Mornings were cool. Dry. And oddly quiet.
We’d heard hippos and baboons at night, maybe hyenas, too, and a bunch of “Who knows?” sounds. Here in the Maasai Mara Game Reserve on the Kenya-Tanzania border, it could be an elephant, rhino, even lion.
Whatever, it was extraordinary. And that’s exactly why we’d come to Africa.
Up before dawn, showered, and dressed in our safariest of outfits, Carolyn and I downed coffee and cookies (before the monkeys got to them), closed the tent, and crossed the shaky rope footbridge to our Land Rover and Sammy, our Maasai warrior driver, safari guide, and soon to be good friend.
“Look up!” exclaimed Carolyn. The night sky above was jam-packed with stars. When Carl Sagan saw his “billions and billions” of stars, he must have been looking at the equatorial African sky.

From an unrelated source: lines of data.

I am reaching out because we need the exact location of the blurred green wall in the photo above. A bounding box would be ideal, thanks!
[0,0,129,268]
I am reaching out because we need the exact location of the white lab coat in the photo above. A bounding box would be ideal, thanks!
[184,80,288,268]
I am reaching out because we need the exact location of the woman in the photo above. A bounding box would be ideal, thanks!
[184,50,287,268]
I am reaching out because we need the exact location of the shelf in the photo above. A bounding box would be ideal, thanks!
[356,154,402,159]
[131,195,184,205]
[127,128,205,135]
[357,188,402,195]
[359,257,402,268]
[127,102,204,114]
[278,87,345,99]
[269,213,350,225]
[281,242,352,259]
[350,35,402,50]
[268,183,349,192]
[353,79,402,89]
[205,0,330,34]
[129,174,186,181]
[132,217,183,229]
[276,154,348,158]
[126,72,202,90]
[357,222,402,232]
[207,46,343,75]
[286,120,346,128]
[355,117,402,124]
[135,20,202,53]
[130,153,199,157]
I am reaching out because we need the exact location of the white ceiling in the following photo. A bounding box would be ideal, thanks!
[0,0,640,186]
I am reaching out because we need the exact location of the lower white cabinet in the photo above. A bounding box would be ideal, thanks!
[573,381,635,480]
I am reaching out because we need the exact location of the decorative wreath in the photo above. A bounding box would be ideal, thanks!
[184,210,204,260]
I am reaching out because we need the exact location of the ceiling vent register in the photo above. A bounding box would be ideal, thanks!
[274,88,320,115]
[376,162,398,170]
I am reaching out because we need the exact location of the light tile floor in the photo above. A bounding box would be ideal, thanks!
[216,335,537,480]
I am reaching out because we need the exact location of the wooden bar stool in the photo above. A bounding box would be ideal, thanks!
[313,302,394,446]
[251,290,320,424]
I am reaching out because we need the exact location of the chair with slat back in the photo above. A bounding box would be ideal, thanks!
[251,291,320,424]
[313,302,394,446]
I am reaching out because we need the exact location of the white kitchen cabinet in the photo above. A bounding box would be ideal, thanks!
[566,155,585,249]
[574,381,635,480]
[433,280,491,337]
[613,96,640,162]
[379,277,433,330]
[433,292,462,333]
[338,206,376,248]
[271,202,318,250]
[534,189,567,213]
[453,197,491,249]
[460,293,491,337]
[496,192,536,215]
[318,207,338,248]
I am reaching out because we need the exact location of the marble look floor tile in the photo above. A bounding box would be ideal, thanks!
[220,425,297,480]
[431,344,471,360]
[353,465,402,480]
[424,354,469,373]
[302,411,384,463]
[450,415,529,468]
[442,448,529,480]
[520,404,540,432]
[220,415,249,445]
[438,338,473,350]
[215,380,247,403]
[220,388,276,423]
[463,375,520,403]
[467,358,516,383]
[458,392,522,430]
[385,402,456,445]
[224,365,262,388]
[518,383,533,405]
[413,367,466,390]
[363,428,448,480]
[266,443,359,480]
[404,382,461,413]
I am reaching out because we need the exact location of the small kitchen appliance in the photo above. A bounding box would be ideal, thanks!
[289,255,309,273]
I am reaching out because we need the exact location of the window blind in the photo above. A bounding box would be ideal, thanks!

By daybreak, we were deep in the African savannah. The iconic, flat grassland seemed to reach to the ends of the earth. Breaking the horizon we saw only the occasional acacia tree. And over there, a rare Maasai giraffe and her young son. And topis. And impalas. Thompson gazelles and little dikdiks. Beyond, by the lonely acacia topped with two tawny eagles, a small herd of elephants.
Ostriches chased an annoying jackal, and all was right with the world.
This was the beginning of time. Eden. God’s country. It was absolute magic, interrupted only by the sound of camera shutters. Carolyn and I looked at one another, smiling, knowing how each of us had spent 60 years waiting for this very moment.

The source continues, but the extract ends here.